E Polish Quine

18 Jun 2007 in Dance & Drama

MacRobert Arts Centre, Stirling, 25 May 2007,and touring

Magdalena Kaleta and Fraser C. Sivewright as Anna and David.

THE IMMEDIATE aftermath of the Second World War was a moment ripe with potential and laden with the weight of the past. It was a time when people could begin to put behind them the tragedy and horror of war and look forward to a new life, whether that be a socialist utopia or a consumerist dream.

It is this moment of transition, this still point of the turning world, that Henry Adam identifies in ‘e Polish Quine. His rural Aberdeenshire characters know the past is behind them and that some great shift is ahead but, for the time being, they are unresolved.

Of course, even with an event as significant as the Second World War, there is no such thing as a clean break. The war changed people dramatically, but it didn’t change everyone in the same way. Some were radicalised, while others held on to the values and prejudices that served them well before the moral and social fabric was so roundly challenged by fascism.

Thus in Adam’s play, we find a soldier, David (Fraser C Sivewright), returning to the land of his childhood, unable to reconcile the horror of the Auschwitz concentration camp with day-to-day peacetime life.
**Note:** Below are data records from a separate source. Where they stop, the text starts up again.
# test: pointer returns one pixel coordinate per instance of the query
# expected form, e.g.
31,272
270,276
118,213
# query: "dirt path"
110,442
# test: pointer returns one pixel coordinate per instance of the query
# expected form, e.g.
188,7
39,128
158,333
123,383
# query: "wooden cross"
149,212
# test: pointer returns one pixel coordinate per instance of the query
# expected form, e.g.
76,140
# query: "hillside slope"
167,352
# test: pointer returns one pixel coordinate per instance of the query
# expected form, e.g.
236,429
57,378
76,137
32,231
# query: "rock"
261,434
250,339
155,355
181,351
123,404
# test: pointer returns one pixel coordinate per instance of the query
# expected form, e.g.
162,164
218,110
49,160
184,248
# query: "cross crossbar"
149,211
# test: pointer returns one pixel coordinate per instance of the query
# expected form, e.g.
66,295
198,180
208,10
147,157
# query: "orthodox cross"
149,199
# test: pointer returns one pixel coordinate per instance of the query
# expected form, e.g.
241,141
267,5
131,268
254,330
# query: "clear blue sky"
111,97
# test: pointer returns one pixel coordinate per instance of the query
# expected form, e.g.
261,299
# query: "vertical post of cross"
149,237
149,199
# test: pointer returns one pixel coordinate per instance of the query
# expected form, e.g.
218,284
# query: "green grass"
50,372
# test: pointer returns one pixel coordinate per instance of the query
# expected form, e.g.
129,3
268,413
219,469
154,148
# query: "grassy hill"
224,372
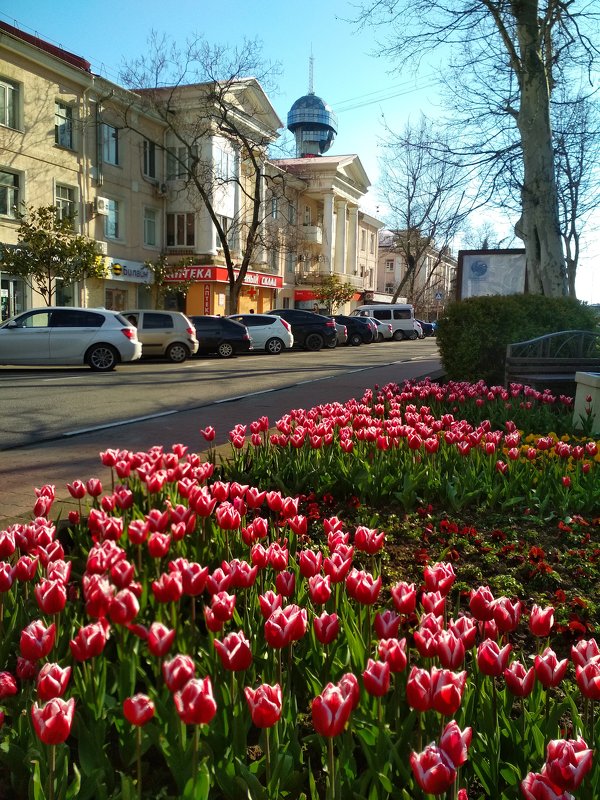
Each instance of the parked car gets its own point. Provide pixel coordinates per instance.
(164, 334)
(66, 335)
(428, 327)
(221, 335)
(341, 333)
(267, 331)
(400, 315)
(359, 329)
(311, 331)
(384, 329)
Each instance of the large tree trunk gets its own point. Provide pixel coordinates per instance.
(539, 225)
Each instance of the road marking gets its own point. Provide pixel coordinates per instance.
(119, 422)
(147, 417)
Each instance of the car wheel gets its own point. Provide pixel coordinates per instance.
(177, 353)
(102, 358)
(274, 346)
(314, 342)
(225, 350)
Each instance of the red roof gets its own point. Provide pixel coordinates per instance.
(58, 52)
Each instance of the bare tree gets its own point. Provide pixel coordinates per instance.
(576, 144)
(530, 42)
(203, 96)
(427, 205)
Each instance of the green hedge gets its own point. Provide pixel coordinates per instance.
(473, 334)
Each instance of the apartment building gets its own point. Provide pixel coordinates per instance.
(333, 236)
(109, 158)
(428, 285)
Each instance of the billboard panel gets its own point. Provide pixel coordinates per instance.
(486, 272)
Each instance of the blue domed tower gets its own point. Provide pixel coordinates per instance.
(312, 122)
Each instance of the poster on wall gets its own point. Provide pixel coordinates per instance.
(486, 272)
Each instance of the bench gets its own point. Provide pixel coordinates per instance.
(551, 361)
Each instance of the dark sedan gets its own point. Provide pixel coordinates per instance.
(220, 335)
(359, 329)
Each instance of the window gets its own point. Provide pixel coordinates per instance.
(9, 103)
(290, 262)
(149, 158)
(179, 161)
(63, 125)
(180, 230)
(224, 165)
(380, 313)
(110, 144)
(150, 227)
(112, 223)
(74, 318)
(9, 193)
(226, 223)
(156, 321)
(64, 200)
(291, 213)
(36, 319)
(116, 299)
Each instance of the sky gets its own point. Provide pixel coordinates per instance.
(364, 91)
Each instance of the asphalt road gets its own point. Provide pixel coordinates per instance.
(43, 404)
(55, 422)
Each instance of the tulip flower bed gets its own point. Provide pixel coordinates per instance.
(190, 635)
(454, 445)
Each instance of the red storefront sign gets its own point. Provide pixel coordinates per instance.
(219, 275)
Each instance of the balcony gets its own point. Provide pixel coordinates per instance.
(312, 234)
(315, 273)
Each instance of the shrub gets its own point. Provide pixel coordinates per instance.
(473, 334)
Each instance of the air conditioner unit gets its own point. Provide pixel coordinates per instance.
(101, 206)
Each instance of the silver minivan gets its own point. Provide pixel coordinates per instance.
(164, 334)
(401, 316)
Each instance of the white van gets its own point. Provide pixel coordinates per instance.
(400, 315)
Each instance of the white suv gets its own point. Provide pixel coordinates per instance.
(164, 334)
(67, 335)
(267, 331)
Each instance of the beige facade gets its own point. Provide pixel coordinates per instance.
(94, 149)
(429, 287)
(331, 234)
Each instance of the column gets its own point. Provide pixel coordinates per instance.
(340, 236)
(352, 258)
(328, 229)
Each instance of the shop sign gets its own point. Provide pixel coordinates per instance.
(124, 270)
(304, 294)
(219, 275)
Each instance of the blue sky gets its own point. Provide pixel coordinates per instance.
(361, 89)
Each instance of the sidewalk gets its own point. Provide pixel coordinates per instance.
(63, 461)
Scared to move forward, he finds his experiences and his university education make it equally impossible to retreat into his past. In Anna (Magdalena Kaleta), the Polish refugee of the title, he thinks he has found a kindred spirit until, at the play’s climax, she reveals that her own experience of exile, rape and abuse has not diminished her anti-Semitism.

Produced in an eccentrically-lit staging by Matthew Zajac for Dogstar in which the outdoor scenes are dimmer than the indoor, the play has its greatest strengths in the language, a rich, sonorous Doric, and in the vivid sense of the landscape.
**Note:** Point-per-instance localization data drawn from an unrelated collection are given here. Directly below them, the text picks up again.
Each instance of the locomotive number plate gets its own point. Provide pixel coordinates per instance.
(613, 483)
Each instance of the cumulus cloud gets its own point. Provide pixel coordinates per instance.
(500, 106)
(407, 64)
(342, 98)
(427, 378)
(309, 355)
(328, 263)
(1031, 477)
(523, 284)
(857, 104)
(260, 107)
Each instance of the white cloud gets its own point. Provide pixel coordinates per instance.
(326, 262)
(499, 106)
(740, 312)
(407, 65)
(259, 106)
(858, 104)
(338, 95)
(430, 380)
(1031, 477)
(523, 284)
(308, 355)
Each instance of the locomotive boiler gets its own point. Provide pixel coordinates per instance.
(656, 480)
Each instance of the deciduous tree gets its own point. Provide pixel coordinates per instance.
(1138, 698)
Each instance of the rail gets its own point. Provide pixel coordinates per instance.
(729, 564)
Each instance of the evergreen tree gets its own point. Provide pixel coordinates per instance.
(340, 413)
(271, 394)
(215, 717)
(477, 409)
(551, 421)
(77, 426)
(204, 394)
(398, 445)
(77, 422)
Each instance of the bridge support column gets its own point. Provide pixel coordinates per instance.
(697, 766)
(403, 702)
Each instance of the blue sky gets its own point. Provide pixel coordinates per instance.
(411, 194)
For the most part, that’s enough to keep you interested, but not enough to compensate for the time it takes for Adam to reach the dramatic heart of his play. Even as late as the interval, the play’s deeper thematic meaning is not apparent and, when finally David plays his cards, describing his most horrific experience in Auschwitz, it feels like the real drama has happened somewhere else.